20060829

  • スウェーデンストックホルムで大規模な実験が行われた。交通渋滞を緩和し、大気汚染を削減するために道路の混雑の状況に応じて通行料金を徴収することにしたのだ。これはノーベル経済学賞を受賞したWilliam Vickery氏が提案した方法である。今年の1月から7月まで実験運用が行われ、もうすぐこの結果を受けて正式導入を行うべきか国民投票が行われる。実験ではIBMと政府が共同でシステムを運営した。料金所にはカメラが設置され、乗用車に搭載されたセンサーで料金をカウントする。センサーを搭載していない車の場合はナンバープレートを読み取り、車の登録情報を元に料金が請求される。混雑時には料金が徴収されるものの、オフピークには無料となる。この実験の結果、混雑は緩和し、大気汚染も減少したという。また公共交通機関の利用度も増加した。多くの国からストックホルムの実験を見学するために視察団が訪れた。もし国民投票で否決されたとすると、環境に対する意識が低く公共交通機関が貧弱な他の国ではさらに導入が難しいだろうと考えられている。
    面白い試み。
  • ヒューレット・パッカードは利益の8割以上がプリンターのインクやトナーで占められている。プリンターを低価格で販売し、インクで儲けているわけだ。しかし収益性の高いインクビジネスに目をつけた企業が低価格でインクを販売するようになり、HPも反撃に出ている。インクを販売している小売店やメーカーを特許侵害で訴えているのだ。この傾向は昨年就任した新CEOの下で加速している。インクにはたいした技術がいらないと考えられがちだが、同社によると多くの技術が詰まっているという。化学者を多数起用して、市場で販売されているインクを分析し、特許侵害がないか調査させている。

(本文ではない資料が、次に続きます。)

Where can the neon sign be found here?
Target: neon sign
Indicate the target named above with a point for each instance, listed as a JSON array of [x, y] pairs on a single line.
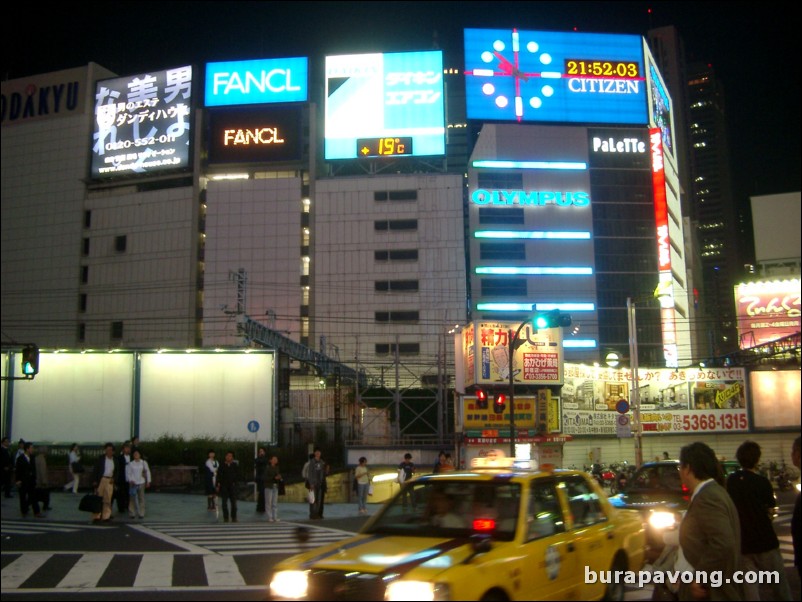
[[538, 198]]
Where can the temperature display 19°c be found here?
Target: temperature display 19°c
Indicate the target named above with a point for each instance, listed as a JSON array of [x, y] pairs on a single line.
[[387, 146]]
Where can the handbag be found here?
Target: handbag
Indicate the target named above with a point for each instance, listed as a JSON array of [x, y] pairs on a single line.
[[91, 503]]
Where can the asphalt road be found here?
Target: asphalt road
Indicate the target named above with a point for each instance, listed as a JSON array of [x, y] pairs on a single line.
[[183, 552]]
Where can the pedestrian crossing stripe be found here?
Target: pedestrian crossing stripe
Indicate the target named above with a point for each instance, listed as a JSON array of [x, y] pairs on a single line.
[[95, 571], [27, 527], [242, 538]]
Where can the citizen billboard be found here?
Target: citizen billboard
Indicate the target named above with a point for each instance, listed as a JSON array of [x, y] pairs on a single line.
[[255, 135]]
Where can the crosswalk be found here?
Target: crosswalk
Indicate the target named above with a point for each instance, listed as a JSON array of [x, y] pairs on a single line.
[[233, 556], [32, 572], [242, 538], [221, 556], [29, 527]]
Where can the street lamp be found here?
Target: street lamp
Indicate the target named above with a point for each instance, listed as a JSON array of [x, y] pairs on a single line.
[[550, 319]]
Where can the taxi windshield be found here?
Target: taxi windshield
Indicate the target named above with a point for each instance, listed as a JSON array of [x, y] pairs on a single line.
[[453, 508]]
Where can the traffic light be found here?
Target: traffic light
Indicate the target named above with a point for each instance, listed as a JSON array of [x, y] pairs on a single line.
[[552, 319], [499, 403], [30, 360]]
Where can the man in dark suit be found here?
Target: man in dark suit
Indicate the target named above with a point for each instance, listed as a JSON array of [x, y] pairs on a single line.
[[8, 466], [25, 473], [710, 532], [228, 478], [120, 484]]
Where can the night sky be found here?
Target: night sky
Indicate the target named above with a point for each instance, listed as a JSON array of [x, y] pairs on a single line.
[[753, 46]]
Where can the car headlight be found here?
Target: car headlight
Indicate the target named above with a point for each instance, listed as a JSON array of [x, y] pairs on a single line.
[[289, 584], [662, 520], [416, 590]]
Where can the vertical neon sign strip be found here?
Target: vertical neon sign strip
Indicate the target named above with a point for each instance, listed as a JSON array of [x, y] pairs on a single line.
[[668, 326]]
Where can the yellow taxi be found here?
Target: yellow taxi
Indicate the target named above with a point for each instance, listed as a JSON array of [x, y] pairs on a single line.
[[495, 532]]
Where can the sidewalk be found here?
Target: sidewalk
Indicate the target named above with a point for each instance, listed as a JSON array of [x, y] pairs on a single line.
[[178, 507]]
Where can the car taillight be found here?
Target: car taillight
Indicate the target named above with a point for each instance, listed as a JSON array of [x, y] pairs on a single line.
[[484, 524]]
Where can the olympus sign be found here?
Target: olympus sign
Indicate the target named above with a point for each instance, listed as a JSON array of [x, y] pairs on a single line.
[[537, 198], [624, 145]]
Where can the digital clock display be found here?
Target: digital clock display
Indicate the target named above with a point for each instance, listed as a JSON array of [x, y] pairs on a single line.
[[616, 69], [388, 146]]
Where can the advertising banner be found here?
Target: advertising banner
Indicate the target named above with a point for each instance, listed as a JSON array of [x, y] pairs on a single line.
[[142, 124], [767, 311], [248, 135], [259, 81], [547, 76], [388, 105], [537, 355], [671, 401]]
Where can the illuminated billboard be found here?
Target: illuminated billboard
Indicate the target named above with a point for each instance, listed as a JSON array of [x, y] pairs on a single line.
[[256, 82], [767, 311], [660, 108], [251, 135], [142, 124], [384, 105], [513, 75], [537, 356]]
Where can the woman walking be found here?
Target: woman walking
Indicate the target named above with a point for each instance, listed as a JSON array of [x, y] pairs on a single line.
[[362, 476], [210, 481], [74, 462]]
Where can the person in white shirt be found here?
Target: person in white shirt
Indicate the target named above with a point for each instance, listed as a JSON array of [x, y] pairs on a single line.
[[75, 459], [137, 473]]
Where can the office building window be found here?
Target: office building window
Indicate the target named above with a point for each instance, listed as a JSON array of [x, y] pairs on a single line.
[[501, 215], [403, 348], [396, 255], [396, 286], [395, 225], [395, 195], [409, 317], [502, 250], [116, 330], [504, 287]]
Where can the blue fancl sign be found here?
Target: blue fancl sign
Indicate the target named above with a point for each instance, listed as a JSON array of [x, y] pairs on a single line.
[[539, 76], [257, 82]]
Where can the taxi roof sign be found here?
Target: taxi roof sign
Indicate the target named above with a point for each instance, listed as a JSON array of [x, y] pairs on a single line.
[[495, 458]]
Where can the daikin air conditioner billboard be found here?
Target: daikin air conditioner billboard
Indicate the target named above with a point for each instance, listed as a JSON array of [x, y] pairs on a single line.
[[384, 105]]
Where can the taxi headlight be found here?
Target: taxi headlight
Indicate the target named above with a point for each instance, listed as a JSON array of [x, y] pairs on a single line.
[[289, 584], [662, 520], [416, 590]]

  • 日本の現代政治史においてもっとも大きな影響力を有すると考えられるのが小泉首相だ。小泉首相の政治手法は、それまでの自民党政治とは大きく異なっている。その小泉首相が9月で退任するが、同氏のような強力なキャラクターがなくても、後継者も小泉首相のような強力な政治基盤を有することができると見られる。小泉首相登場以前に実現した、小選挙区制度や政党への補助金内閣府の創設などが、首相への権限集中を強化しているためだ。小泉首相の元で日本経済は成長したものの、格差が拡大したとの指摘もある。外交政策は米国にとって一番信用できるパートナーとなったものの、靖国神社(yasukuni war shrine)への参拝により中国や韓国との関係は悪化している。
    特に珍しいことは書いていない。日本の政治がPage Oneに登場するとは珍しい。靖国神社がwar shrineと表現されているのが意外だ。
  • ワシントンDCの郊外にある、Thomas Jefferson高校は、数学オリンピックへの出場が他の米国内の高校よりも多い。校内にはスーパーコンピューターまである。多くの卒業生がアイビーリーグに進学するという。このように同校は非常に優れた学業成績を収めているのだが、米国の公教育全般と同じく、予算不足に伴う設備の老朽化が進んでいる。天井からタイルやダクトが落下するという事故も多い。生徒や親からの不満の声も大きい。多くの陳情が寄せられている。しかし予算面での制約により改修は当分行えそうにないのが現状だ。天井だけではなく、トイレもひどい状態だ。教育設備も予算不足の影響を受けている。元素表が古いままで用いられていたぐらいだ。せっかく賞品として獲得したスーパーコンピュータも天井からの水漏れでだめになった。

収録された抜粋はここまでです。